Focussing on policies made in Wales, Mr Isherwood stressed that the section on Wales in the UN Special Rapporteur’s Report on ‘Extreme Poverty and Human Rights’ noted that Wales faces the highest relative poverty rate in the United Kingdom, that twenty-five per cent of jobs in Wales pay below minimum wage, and that although the Welsh Government scrapped a poverty-specific action plan and the post of Minister for Communities and Tackling Poverty in 2017, the Welsh Government’s new Prosperity for All Strategy ‘has no strategic focus or ministerial responsibility for poverty reduction, and lacks clear performance targets and progress indicators’.
Speaking in the Chamber, he said:
“Only last month, however, research Commissioned by the End Child Poverty Network showed that Wales was the only UK Nation to see a rise in child poverty last year.

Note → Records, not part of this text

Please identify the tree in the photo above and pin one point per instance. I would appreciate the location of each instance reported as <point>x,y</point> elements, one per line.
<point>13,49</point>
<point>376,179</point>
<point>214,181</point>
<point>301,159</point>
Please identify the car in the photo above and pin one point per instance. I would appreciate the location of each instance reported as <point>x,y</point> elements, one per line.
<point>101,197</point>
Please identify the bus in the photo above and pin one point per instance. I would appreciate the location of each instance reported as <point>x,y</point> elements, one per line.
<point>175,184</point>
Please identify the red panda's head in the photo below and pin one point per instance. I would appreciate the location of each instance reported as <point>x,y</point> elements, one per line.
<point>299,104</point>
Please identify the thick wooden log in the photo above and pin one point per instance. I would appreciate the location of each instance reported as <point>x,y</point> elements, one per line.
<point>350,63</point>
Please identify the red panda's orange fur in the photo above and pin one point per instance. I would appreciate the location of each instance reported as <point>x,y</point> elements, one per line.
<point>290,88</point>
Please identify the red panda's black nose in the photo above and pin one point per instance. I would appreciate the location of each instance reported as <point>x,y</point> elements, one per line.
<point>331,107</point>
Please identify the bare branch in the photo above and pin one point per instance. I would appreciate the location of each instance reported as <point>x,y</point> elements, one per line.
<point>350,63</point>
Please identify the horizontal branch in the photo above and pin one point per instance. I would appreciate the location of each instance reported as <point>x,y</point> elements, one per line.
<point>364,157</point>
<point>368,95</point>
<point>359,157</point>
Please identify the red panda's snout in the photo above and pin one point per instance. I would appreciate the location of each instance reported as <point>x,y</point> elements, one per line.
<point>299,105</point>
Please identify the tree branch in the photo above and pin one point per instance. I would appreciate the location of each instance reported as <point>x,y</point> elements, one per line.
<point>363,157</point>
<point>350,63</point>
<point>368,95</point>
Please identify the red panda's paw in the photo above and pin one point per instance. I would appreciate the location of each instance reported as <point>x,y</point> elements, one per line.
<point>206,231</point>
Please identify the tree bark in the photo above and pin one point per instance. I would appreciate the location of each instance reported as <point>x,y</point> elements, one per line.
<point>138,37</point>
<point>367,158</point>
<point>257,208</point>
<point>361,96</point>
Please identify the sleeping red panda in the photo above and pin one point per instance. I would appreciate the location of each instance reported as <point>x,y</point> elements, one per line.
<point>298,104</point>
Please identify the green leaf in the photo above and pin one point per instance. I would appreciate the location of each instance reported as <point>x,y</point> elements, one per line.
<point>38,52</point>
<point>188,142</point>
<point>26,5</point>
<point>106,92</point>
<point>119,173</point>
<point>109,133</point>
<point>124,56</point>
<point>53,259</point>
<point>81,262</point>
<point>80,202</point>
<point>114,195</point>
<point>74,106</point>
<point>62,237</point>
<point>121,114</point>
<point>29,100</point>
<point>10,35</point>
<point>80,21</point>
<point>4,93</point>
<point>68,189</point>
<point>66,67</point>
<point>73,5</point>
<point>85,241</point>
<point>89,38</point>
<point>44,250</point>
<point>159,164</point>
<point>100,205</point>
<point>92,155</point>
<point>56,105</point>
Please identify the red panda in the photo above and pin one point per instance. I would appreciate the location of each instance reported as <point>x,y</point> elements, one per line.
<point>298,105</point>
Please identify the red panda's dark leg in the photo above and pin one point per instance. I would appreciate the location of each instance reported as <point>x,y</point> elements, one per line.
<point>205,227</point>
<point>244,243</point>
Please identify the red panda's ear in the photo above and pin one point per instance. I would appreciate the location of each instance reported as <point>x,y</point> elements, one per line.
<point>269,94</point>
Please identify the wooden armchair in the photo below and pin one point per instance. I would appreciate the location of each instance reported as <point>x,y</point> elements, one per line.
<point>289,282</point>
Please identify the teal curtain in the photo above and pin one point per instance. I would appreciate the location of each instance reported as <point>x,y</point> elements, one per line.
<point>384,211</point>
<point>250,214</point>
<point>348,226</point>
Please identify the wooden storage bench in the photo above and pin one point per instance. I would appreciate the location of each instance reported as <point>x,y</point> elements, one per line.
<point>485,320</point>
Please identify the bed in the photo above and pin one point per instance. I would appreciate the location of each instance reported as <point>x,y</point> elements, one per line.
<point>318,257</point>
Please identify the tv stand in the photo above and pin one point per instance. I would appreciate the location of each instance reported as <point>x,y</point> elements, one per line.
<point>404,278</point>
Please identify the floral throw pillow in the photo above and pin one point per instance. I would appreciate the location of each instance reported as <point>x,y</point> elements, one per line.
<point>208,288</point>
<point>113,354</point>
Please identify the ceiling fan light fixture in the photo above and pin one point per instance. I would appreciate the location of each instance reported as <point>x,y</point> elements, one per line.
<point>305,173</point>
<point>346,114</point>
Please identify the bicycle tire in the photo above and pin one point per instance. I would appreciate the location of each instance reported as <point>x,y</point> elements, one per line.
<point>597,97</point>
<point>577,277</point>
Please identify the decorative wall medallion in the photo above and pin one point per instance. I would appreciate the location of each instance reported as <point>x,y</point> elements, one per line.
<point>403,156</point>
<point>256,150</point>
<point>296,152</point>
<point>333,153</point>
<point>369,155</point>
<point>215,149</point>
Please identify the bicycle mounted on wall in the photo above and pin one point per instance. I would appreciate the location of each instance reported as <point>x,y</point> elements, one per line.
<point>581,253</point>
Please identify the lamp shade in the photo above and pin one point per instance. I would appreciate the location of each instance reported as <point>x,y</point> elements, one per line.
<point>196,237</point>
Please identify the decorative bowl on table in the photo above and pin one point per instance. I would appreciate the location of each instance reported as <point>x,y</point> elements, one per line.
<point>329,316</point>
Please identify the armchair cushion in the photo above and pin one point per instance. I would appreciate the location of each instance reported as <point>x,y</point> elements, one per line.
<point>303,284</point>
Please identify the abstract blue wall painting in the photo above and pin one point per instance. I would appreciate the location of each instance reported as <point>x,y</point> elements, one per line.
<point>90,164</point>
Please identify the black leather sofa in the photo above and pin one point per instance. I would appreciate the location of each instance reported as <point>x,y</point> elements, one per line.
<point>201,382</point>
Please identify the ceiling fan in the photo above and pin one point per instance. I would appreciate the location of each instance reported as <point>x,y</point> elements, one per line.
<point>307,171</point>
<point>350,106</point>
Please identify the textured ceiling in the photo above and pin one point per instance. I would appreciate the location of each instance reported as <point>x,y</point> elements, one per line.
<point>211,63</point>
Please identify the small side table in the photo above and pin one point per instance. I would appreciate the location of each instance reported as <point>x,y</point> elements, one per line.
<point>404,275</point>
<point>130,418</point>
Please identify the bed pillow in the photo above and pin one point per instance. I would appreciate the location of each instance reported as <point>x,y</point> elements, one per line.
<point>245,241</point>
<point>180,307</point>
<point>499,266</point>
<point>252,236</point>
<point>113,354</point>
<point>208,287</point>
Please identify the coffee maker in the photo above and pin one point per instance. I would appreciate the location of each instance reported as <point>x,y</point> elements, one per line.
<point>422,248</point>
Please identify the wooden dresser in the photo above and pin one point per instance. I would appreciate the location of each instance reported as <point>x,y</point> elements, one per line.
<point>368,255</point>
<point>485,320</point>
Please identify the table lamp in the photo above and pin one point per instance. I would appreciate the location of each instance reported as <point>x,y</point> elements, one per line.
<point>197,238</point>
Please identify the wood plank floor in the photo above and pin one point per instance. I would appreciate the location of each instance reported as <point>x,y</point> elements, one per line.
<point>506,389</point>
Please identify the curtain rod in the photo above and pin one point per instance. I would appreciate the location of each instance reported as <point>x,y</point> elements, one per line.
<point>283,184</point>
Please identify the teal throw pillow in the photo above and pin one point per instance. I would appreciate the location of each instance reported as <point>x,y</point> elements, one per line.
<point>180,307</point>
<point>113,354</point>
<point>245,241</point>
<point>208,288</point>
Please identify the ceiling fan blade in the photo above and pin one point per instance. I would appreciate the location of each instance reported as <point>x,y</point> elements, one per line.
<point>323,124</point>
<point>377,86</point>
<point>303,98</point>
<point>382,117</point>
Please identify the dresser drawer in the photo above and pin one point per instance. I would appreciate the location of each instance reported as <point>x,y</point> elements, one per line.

“As the Children’s Commissioner for Wales said in March, ‘Welsh Government has a Child Poverty Strategy which outlines its long-term ambitions, but at the moment there’s no clear plan’ and ‘Welsh Government should write a new Child Poverty Delivery Plan, focusing on concrete and measurable steps’.
“Last October’s Equality and Human Rights Commission Report ‘Is Wales Fairer?’ found ‘poverty and deprivation still remain higher in Wales than other British nations; Wales is the least productive nation in the UK, and median weekly earnings in Wales are lower than in England and Scotland’.
“As they stated, ‘we can make a difference, but this can only be achieved with both a bold vision and a deliverable action plan’.
“February’s Bevan Foundation ‘State of Wales’ briefing on Low Pay found that both the number and percentage of workers paid below Real Living Wage in Wales has increased - with women, disabled people and BAME groups at heightened risk of being in low paid work.
“The Bevan Foundation calls for the development of ‘an anti-poverty strategy that clearly sets the steps that the Welsh Government intend to take to reduce the number of people living in poverty in Wales’.
“As Oxfam Cymru states ‘It’s not the case that anti-poverty strategies don’t work; it’s about how those strategies are targeted. The lack of a strategy denies the tackling poverty agenda a clear direction’. And as NEA Cymu states ‘the Welsh Government should designate fuel poverty as an infrastructure priority’.
“As I said in 2006 ‘all mainstream political parties want to tackle poverty. Social Justice will only be delivered by really empowering people to fulfil their potential and to take ownership in their own communities’.
“AND as the Wales Council for Voluntary Action said in 2013, ‘Welsh Government and the sector need to refresh current engagement mechanisms to develop, promote and monitor a ‘Programme for Action’ based upon co-production and common ground’. This means dumping any dead dogma, fully embracing social and business enterprise, and doing what works.”
Mr. Isherwood added “It is too easy to blame UK Government since 2010, but child poverty in Wales has been rising steadily since 2004 and Wales had the highest child poverty levels in the UK long before any change in UK Government and prior to the credit crunch. In 2008 over one in four children in Wales lived in relative poverty and 90,000 in severe poverty”.